There are good quality tools available at many outlets at low prices. And these tools could last a lifetime if carefully selected and properly cared for.
One easy way out is to buy garden tool kits. These kits are selected and packaged for various garden chores and are good to own especially since they are cheaper in the long run than single items.
A big problem faced by many gardeners is not knowing how to properly care for their garden tools. This shouldn’t be a problem because proper care starts with doing those little things like cleaning, drying, and proper storage. When you care for your them properly, they last longer and are safer to use.
Speaking of safety, this is one aspect of gardening that hasn’t been given so much attention. In the various sections that deal with the various tools in our garden tools guide, we will discuss some safety tips.
But on a general note, safety in the garden starts with giving your full attention to what you do when you work in the garden, especially when handling potentially dangerous ones. In addition, wearing safety gear like boots and gloves and also proper care and maintenance of your tools would add to your safety.
Finally, when you have decided on the tools you need to get, you should research to find out how to select those that are best suited for you.
A Few Tips On Tool Selection
1. As often as possible, try to handle the tools and make sure you’re comfortable with them before you buy them. If you must buy online, then read the return policy of the merchant to make sure that you can return the tool if you are not satisfied with it.
2. Try and get tools with long handles. This will prevent you from prolonged bending and prevent backaches.
3. Get tools with metal parts made of rust-proof metal.
The Wheelbarrow And The Garden
Wheelbarrows come in different colors, shapes, and sizes. But all wheelbarrows have the same basic features.
- A basin/cavity that holds the material to be hauled,
- Two handles for pushing or pulling,
- A tire, usually located in the front
- Two stands at the back form a tripod with the tire in front. The three are responsible for making it able to stand when not in motion.
Uses In The Garden
It is a garden tool used for carrying.
Its main use is in moving heaps of sand or other heavy or large volumes of solid or semi-solid material within and outside the garden.
It can also be used to carry harvested tubers and roots like carrots and potatoes.
It can hold plants that are being transplanted.
In order to get the best out of this good tool and prevent accidents, follow the following tips. (And of course, you must have also discovered yourself from your experience).
- Don’t overload it. Carry only that which the basin can safely carry. Avoid heaps!

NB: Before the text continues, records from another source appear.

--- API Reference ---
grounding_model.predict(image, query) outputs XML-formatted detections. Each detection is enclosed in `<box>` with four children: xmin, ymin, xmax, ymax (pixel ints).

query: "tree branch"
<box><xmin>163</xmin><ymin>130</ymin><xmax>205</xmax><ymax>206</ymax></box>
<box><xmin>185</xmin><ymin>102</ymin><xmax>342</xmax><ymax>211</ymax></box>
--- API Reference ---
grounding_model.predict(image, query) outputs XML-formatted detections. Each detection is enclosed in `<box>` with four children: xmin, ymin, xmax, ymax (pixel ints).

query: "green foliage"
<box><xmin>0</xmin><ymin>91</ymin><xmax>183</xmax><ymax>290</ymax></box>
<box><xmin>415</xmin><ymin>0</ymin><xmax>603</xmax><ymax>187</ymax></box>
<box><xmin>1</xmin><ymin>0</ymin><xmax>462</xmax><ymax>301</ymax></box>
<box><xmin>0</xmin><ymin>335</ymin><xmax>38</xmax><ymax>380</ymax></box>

- Don’t carry more than you can possibly carry comfortably. The basin doesn’t have to be full. It’s better to make frequent small trips than make one big trip and be sorry you did.
- Try to use it on hard or firm ground. Using it in the muddy or swampy ground makes you prone to accidents as it moves much slower and in an unpredictable manner and also requires more force.

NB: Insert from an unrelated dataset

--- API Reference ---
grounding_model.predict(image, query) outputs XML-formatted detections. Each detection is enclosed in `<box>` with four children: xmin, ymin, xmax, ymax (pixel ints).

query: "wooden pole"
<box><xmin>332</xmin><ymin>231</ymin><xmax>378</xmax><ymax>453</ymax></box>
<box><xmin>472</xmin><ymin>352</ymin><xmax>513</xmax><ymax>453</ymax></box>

- For long haulage tasks, use garden hand gloves to protect your hands. Gloves made from cloth are best suited for this.
Taking Care Of Your Wheelbarrow
- Wash or clean after use.
- Dismantle collapsible ones after use.
- Lubricate wheelbarrow wheels often.
- Check the condition of the tires before each use.
Selecting A Wheelbarrow
Some are collapsible while some are not. The collapsible ones are lighter, easier to store, and preferable for carrying lightweight material, but the non-collapsible ones are usually heavier, stronger, and can bear heavier burdens, but they require more storage space.

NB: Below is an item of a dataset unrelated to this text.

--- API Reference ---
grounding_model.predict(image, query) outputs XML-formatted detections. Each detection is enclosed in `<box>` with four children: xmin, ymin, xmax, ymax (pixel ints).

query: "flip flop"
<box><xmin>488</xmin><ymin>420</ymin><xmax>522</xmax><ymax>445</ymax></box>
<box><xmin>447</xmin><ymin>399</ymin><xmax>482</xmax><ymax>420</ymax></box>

The wheelbarrow wheels can be “pneumatic”(inflatable) or “non-pneumatic”(not inflatable and usually of solid consistency). Non-pneumatic tires work well with lighter loads while pneumatic tires bear heavier loads.
Select tires with good threadings to ensure a good grip on the ground.
If you get a metallic one, get one made from rust-proof metal.
Handles with rubber sleeves help to cushion the friction between your hands and the handles.